School of Pharmacy and Biomedical Sciences, University of Portsmouth, Winston Churchill Avenue Portsmouth, Portsmouth, PO1 2UP, UK.
BMC Evol Biol. 2017 Jun 12;17(1):136. doi: 10.1186/s12862-017-0987-y.
Amino acid substitution models play an essential role in inferring phylogenies from mitochondrial protein data. However, only few empirical models have been estimated from restricted mitochondrial protein data of a hundred species. The existing models are unlikely to represent appropriately the amino acid substitutions from hundred thousands metazoan mitochondrial protein sequences.
We selected 125,935 mitochondrial protein sequences from 34,448 species in the metazoan kingdom to estimate new amino acid substitution models targeting metazoa, vertebrates and invertebrate groups. The new models help to find significantly better likelihood phylogenies in comparison with the existing models. We noted remarkable distances from phylogenies with the existing models to the maximum likelihood phylogenies that indicate a considerable number of incorrect bipartitions in phylogenies with the existing models. Finally, we used the new models and mitochondrial protein data to certify that Testudines, Aves, and Crocodylia form one separated clade within amniotes.
We introduced new mitochondrial amino acid substitution models for metazoan mitochondrial proteins. The new models outperform the existing models in inferring phylogenies from metazoan mitochondrial protein data. We strongly recommend researchers to use the new models in analysing metazoan mitochondrial protein data.
氨基酸替换模型在从线粒体蛋白质数据推断系统发育中起着至关重要的作用。

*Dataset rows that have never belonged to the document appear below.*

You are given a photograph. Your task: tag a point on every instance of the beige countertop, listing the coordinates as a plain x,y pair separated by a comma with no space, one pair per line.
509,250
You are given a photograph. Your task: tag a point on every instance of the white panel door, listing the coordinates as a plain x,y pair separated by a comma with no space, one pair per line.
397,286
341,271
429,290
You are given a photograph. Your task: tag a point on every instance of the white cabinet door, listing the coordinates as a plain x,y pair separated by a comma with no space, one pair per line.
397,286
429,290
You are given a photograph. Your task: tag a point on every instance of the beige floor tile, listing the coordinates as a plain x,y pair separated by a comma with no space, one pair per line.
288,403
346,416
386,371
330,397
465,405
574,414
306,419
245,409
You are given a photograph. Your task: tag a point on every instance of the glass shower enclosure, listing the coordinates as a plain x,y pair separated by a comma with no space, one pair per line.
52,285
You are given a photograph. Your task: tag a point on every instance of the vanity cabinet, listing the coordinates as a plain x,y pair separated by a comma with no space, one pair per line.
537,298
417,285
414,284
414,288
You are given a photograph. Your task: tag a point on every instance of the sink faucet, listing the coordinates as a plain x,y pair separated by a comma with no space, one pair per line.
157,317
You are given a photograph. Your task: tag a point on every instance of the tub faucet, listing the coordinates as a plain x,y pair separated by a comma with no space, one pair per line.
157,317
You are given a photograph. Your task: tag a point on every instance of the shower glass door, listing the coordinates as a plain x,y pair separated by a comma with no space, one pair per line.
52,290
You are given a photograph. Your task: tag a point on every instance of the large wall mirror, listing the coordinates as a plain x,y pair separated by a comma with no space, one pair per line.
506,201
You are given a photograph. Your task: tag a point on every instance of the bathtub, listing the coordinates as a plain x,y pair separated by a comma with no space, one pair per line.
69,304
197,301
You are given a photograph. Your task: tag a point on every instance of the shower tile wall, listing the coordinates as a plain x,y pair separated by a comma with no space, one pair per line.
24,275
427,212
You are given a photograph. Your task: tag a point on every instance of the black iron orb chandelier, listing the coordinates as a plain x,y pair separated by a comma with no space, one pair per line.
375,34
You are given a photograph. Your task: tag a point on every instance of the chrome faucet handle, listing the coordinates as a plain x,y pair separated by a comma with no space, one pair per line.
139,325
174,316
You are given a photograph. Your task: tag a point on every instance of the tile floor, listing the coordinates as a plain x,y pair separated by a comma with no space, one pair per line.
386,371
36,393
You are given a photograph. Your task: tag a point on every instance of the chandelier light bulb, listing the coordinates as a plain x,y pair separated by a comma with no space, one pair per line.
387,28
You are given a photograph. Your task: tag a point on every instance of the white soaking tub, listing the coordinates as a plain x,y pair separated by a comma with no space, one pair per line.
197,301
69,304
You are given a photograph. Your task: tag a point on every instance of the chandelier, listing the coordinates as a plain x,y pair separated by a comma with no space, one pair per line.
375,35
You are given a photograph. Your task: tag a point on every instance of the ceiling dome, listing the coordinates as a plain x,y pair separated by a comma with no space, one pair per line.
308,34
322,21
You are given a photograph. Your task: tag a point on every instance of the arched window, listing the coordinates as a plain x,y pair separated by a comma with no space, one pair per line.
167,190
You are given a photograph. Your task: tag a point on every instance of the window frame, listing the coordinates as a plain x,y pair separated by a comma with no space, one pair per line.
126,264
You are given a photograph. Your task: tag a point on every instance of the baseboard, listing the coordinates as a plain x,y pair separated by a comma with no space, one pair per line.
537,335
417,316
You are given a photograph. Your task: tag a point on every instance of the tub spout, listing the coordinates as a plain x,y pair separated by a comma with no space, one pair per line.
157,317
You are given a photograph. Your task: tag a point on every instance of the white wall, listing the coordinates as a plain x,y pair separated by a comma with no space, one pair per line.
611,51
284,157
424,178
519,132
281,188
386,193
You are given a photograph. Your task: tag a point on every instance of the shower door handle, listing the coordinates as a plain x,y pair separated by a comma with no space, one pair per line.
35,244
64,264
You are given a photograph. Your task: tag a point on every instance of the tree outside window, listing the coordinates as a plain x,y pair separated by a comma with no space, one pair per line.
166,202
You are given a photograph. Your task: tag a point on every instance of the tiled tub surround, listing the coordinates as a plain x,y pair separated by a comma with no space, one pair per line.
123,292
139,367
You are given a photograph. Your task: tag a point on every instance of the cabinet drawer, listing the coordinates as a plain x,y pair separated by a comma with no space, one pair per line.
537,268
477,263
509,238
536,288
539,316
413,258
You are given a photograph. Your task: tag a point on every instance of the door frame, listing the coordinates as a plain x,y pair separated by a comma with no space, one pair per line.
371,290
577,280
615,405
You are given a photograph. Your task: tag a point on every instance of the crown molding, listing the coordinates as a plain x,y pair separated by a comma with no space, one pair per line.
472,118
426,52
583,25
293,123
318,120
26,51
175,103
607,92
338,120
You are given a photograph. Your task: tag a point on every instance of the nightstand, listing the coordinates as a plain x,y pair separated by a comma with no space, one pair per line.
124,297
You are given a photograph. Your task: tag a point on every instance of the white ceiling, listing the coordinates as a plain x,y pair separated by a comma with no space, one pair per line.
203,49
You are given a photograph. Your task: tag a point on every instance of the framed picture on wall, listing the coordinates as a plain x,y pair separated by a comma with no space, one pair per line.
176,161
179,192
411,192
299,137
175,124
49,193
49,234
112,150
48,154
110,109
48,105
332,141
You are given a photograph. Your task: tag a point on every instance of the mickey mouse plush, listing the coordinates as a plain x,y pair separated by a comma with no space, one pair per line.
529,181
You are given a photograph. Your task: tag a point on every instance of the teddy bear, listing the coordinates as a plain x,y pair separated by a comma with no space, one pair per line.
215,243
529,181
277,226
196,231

然而,仅从一百个物种的有限线粒体蛋白质数据中估计出了少数经验模型。现有的模型不太可能恰当地代表来自数十万后生动物线粒体蛋白质序列的氨基酸替换。
我们从后生动物界的34448个物种中选择了125935个线粒体蛋白质序列,以估计针对后生动物、脊椎动物和无脊椎动物群体的新氨基酸替换模型。与现有模型相比,新模型有助于找到显著更好的似然系统发育。我们注意到,使用现有模型得到的系统发育与最大似然系统发育之间存在显著差异,这表明使用现有模型得到的系统发育中存在相当数量的错误二分法。最后,我们使用新模型和线粒体蛋白质数据来证明龟鳖目、鸟类和鳄目在羊膜动物中形成一个独立的分支。
我们为后生动物线粒体蛋白质引入了新的线粒体氨基酸替换模型。在从后生动物线粒体蛋白质数据推断系统发育方面,新模型优于现有模型。我们强烈建议研究人员在分析后生动物线粒体蛋白质数据时使用新模型。